SSO authentication

Single Sign-On (SSO) allows you to authenticate users via an external provider, so that they don’t need to create a separate Comentario account. There’s also an option for a non-interactive SSO login, when the authentication process happens in the background.

SSO server

For the SSO authentication you’ll need to specify an SSO server URL, which must be an https:// address.

SSO secret

The SSO secret is a randomly generated 32-byte sequence, which represents a shared secret. It’s created by clicking the SSO secret button on the Domain properties page. When generated, this value is only displayed once, so make sure it’s safely stored.

Interactive SSO authentication flow

Login redirect

After clicking the SSO login button, the user will be redirected to the SSO URL, enriched with the following two query parameters:

• token, a value consisting of 64 hexadecimal digits representing a user session token, and
• hmac, a value consisting of 64 hexadecimal digits, which is a SHA256 HMAC signature of the token. The signature is created using the shared SSO secret described above.

Callback endpoint

The SSO identity provider has to authenticate the user and, once succeeded, redirect the user to Comentario’s callback URL (<Comentario base URL>/api/oauth/sso/callback), adding the following two query parameters to it:

• payload — hexadecimal-encoded payload describing the user (see below), and
• hmac — SHA256 HMAC signature of the payload, also created using the shared SSO secret.

Payload

The payload value holds a JSON-formatted user data, providing the following properties:

• token, which must be the same value that was passed during the initial SSO call;
• email, specifying the user’s email address;
• name, providing the user’s full name;
• photo, an optional user avatar URL.

For example:

{
  "token": "0a3577213987d24993ef20d335f7b9769c1d1719b40767c6948d6c3882403a96",
  "email": "johndoe@example.com",
  "name": "John Doe"
}

Non-interactive SSO authentication flow

When activated, the Non-interactive switch changes the behaviour of the SSO authentication. The user won’t see any login popup, but the whole process will be executed in the background.
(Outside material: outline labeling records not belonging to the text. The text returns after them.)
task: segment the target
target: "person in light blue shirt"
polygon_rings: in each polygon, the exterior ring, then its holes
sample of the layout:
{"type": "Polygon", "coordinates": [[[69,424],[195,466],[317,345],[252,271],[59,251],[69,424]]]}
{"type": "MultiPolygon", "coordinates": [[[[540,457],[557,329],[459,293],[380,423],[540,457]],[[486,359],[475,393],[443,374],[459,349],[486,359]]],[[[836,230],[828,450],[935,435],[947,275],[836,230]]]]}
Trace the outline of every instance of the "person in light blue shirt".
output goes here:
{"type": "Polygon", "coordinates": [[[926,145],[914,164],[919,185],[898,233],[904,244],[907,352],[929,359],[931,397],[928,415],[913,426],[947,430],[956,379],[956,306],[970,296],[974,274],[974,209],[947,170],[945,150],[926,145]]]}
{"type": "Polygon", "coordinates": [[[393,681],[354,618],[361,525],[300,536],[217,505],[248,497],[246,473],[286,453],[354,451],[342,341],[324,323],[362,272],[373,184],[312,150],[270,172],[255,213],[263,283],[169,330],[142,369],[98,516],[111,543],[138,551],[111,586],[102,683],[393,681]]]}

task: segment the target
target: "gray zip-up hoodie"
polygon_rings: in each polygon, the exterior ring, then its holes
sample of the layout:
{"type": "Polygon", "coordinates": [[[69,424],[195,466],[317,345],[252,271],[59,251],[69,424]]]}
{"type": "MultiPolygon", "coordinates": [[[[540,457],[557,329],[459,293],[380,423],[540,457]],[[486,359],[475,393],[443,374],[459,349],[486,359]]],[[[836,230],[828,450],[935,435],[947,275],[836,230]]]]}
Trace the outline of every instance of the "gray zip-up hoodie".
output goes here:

The external auth process is very much similar to one described above, with the exception that it must be triggered externally:

1. There must be some Javascript code added to the page, which activates the SSO flow upon page load by calling the nonInteractiveSsoLogin() method of the <comentario-comments> HTML element.
2. Comentario creates a hidden iframe and points it to the SSO URL, providing the same token and hmac query parameters described above.
3. The SSO provider authenticates the user non-interactively (for instance, using session cookies) and redirects the user to the callback URL <Comentario base URL>/api/oauth/sso/callback, adding query parameters payload and hmac — also like the above.
4. Comentario redeems the login token and removes the hidden iframe.